Monolithic Active Pixel Sensors (MAPS) are advanced semiconductor detectors that integrate both sensing elements and signal-processing electronics onto a single silicon substrate. This integration eliminates the need for complex interconnection techniques, such as bump bonding, significantly simplifying the fabrication process. MAPS utilize standard CMOS imaging processes (example structure shown in Figure 2.3), capitalizing on mature and cost-effective manufacturing technologies initially developed for consumer electronics applications [63, 64].

One of the earliest MAPS developments for HEP was the Minimum Ionizing MOS Active Pixel Sensor (MIMOSA) [65], developed by the Hubert Curien Pluridisciplinary Institute (Institut Pluridisciplinaire Hubert Curien, IPHC) in Strasbourg, France.

Traditional MAPS detect ionizing radiation through the generation of electron-hole pairs within a thin, increased-resistivity epitaxial silicon layer that is typically of p-type doping. Electrons generated by radiation diffuse towards the collection diodes integrated within each pixel, where they induce voltage signals. These signals are amplified and processed by embedded CMOS circuitry. This design facilitates compact and low-power pixel implementations with high spatial resolution capabilities.

Modern MAPS have evolved significantly by transitioning from charge collection primarily via diffusion toward drift-based mechanisms. Earlier designs relied on thermal diffusion of charge carriers in a thin epitaxial layer, resulting in slower collection times and susceptibility to radiation-induced trapping. Recent advancements introduce high-resistivity substrates, deep n-well structures, and higher bias voltages, generating internal electric fields that enable rapid drift of charge carriers toward collection electrodes [66] – the difference in structural cross section is presented in Figure 2.4. Drift-based MAPS, such as ALice PIxel DEtector (ALPIDE) [67], demonstrate enhanced temporal resolution, improved radiation hardness, and better signal integrity, making them particularly suited for modern HEP and NP experiments demanding high-speed, high-resolution, and very light particle tracking under intense radiation conditions.

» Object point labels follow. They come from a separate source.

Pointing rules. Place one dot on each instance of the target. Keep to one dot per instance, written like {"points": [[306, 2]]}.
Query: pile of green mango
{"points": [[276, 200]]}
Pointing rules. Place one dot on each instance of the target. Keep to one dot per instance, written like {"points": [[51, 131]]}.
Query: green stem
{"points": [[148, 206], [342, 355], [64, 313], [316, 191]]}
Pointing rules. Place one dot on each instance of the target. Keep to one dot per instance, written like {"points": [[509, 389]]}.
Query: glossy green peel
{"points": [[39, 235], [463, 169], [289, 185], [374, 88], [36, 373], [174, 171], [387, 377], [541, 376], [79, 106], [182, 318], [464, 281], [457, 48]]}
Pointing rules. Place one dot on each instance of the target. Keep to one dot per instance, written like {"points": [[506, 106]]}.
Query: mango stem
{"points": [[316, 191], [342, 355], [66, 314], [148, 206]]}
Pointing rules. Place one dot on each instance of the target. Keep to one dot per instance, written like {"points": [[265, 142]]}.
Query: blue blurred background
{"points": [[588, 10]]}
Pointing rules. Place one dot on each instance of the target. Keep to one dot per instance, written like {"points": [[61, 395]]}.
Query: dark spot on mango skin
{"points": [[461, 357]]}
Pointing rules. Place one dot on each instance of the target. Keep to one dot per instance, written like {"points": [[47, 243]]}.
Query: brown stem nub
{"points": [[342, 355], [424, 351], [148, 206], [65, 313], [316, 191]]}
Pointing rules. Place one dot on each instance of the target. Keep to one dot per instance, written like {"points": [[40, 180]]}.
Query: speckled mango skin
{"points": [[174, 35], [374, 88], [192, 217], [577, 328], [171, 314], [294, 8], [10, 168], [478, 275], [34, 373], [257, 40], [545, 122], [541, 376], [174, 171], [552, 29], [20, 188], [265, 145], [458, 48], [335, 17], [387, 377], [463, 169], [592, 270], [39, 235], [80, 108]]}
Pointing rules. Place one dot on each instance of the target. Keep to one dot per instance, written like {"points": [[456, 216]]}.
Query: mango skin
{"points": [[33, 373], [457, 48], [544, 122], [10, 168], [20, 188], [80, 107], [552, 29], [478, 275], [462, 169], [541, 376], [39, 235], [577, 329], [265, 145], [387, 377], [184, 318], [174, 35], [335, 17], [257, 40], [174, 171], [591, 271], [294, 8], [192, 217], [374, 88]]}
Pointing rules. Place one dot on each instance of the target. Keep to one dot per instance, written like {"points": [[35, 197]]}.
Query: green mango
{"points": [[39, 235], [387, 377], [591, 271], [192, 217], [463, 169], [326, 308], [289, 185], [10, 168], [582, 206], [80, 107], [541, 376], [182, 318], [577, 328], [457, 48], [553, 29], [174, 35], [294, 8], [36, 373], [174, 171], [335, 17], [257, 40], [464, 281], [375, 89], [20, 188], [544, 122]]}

Figure 2.4: Structural cross-section of a pixel in (a) a standard process MAPS and (b) a modern MAPS with fully depleted sensitive layer [68].

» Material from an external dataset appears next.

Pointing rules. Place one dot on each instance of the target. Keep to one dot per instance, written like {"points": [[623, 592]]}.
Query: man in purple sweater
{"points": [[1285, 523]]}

The ALPIDE sensor, developed for the A Large Ion Collider Experiment (ALICE) experiment's Inner Tracking System (ITS) upgrade at CERN, exemplifies the advanced capabilities of modern MAPS. Fabricated in a 180 nm CMOS Imaging Sensor process by TowerJazz, ALPIDE features a pixel pitch of  $\sim \! \! 30 \, \mu m$ , with integrated amplification, discrimination, and zero-suppression readout circuitry within each pixel. This architecture delivers high detection efficiency, low noise, and rapid readout speeds, **ligthweighness** suitable for tracking in heavy-ion collision environments at high particle densities.

## **Advantages of MAPS**

Lack of hybridization using bump bonding or other integration method yields:

 Reduced material thickness: Reduced sensor thickness (tens of μm), minimizing multiple scattering, and particle energy loss.

• **High spatial resolution**: Achievable small pixel sizes enhancing granularity and spatial resolution despite increased charge sharing.

- **Cost-effective and simplified manufacturing**: Standard CMOS manufacturing processes simplify production, reducing costs and enabling large-scale fabrication.
- Low power consumption: Integrated electronics within pixels allow efficient power utilization, essential for applications with stringent power constraints.

#### **Limitations of MAPS**

Integrating all elements on a single substrate results in the following:

- Moderate radiation hardness: While improvements in CMOS processes have enhanced radiation tolerance significantly, MAPS traditionally have lower radiation hardness compared to hybrid pixel detectors.
- Limited analog performance: CMOS process constraints introduce inherent noise and limited gain, potentially affecting precise energy measurements compared to hybrid detectors employing dedicated analog front-end electronics.
- Constrained circuit/design options: The shared substrate must accommodate the charge-collecting electrodes, the guard structures preventing leakage currents, and the circuits responsible for signal processing..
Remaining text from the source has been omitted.